Чем больше темнело, тем длинней становились паузы. Марсело смотрел на силуэт старика на фоне окна. О чем он думает в долгие одинокие ночи?
— Миром завладела ложь, сынок. Никто никому не верит. Когда мы с отцом отправились на Восточный Берег[72] на похороны дяди Сатурнино, для поездки даже билетов не требовалось. — Он снова умолк, а потом, легонько похлопывая по газете, прибавил: — А теперь… одни эти бомбежки… вьетнамские дети… А ты, Марсело, что об этом думаешь?
— Я… может быть, когда-нибудь… все переменится….
Старик с грустью глядел на него. Потом, словно беседуя с самим собой, сказал:
— Все может быть, Марселито… Только мне сдается, что деревня уже не станет такой, как прежде. Пруды, розовые утки, терутеру…[73]
Стало совсем темно.
Подражая Кике, он говорил о некрологах, сыпал остротами, вспоминал смешные истории тех лет, когда преподавал математику. Окружающие находили, что он выглядит лучше, чем когда-либо, что он полон сил и энергии.
И внезапно он почувствовал, что опять начнется это, начнется неотвратимо, — раз начавшись, процесс развивается неудержимо. Ничего ужасающего, никаких чудовищных видений. И однако он испытывал страх, какой бывает лишь в кошмарах. Постепенно его одолевало ощущение, что все становятся ему чужими, — вроде того, что мы чувствуем, глядя с улицы в окно на чью-то пирушку: мы видим, как люди смеются, разговаривают, танцуют, но звуков не слышим, а они не знают, что на них кто-то смотрит. Но и это сравнение не совсем точное: эти люди как будто еще и отделены от тебя не просто оконным стеклом и не просто расстоянием, которое можно преодолеть, войдя или открыв дверь, а каким-то непреодолимым другим измерением. Ты вроде призрака, что, находясь среди живых людей, может их видеть и слышать, а его не видят и не слышат. Но и это не точно. Ибо не только он их слышал, но и они слышали его, говорили с ним, не испытывая никакого удивления, не зная, что тот, кто с ними говорит, вовсе не С., а своего рода заместитель, своеобразный шут-узурпатор. Между тем как он, настоящий, постепенно и боязливо все больше отдаляется. И хотя обмирал от страха, — как человек, видящий последнее судно, которое могло бы его спасти, неспособен подать даже малейший знак отчаяния, — он не мог сообщить о своем все возрастающем отчуждении и одиночестве. И пока судно удалялось от острова, он начал рассказывать забавную историю из своих студенческих лет, когда они, студенты, выдумали венгерского поэта, которому якобы покровительствует также не существующая княгиня. Они и тогда были по горло сыты Рильке и его снобизмом. Выдуманный образ обретал живые краски, сами они писали все уверенней, опубликовали два стихотворения на французском в «Тесео», несколько фрагментов из мемуаров и под конец сообщили, что этот поэт прокаженный. Замысел их заключался в том, чтобы Гильермо де Торре опубликовал в «Ла Насьон» заметку.
Все вокруг надрывались от хохота, и шут также, между тем как тот, другой, смотрел, как судно, удаляясь, становится все меньше и меньше.

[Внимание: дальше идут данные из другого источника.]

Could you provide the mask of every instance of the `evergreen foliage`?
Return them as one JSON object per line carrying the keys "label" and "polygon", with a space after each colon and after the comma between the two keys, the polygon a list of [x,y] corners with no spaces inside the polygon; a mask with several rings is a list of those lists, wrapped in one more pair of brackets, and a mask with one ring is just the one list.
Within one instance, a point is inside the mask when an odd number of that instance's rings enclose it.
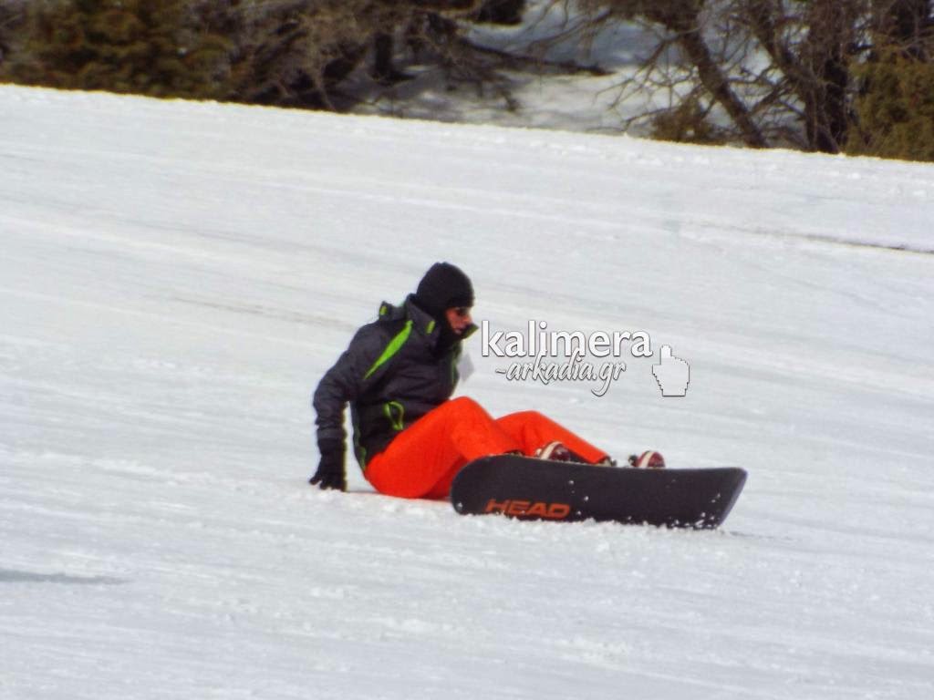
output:
{"label": "evergreen foliage", "polygon": [[856,68],[853,154],[934,161],[934,63],[889,51]]}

В метании между ложью и вспышками страсти, между экстазом и тошнотой жизнь становилась для него все более непонятной, все более пугал этот «большой коктейль». Куда исчезли истинные ценности? Внутри у него теснились бунтари, они хотели действовать, произносить решительные слова, сражаться, умирать или убивать, но только не быть включенными в этот карнавал. Нахальные Начо, суровые Агустины. А Алехандра? Жила ли она на самом деле и где, — в этом ли доме, или в другом, или в том бельведере? Люди справлялись в архивах газет, хотели узнать, какую страсть к абсолюту питают участники этого карнавала, какую неутолимую жажду. Правдиво ли это сообщение? Словно то, что копится в архивах, не заведомые апокрифы. Но это никого не смущает: сыплются вопросы о том, жили персонажи взаправду или нет, как жили и где. И ведь люди не понимают, что персонажи эти не умерли, что из своих подземных убежищ они снова его терзают, ищут и оскорбляют. Или, быть может, наоборот — он нуждается в них, чтобы выжить. И поэтому он ждет Агустину, страстно ждет, чтобы он появилась.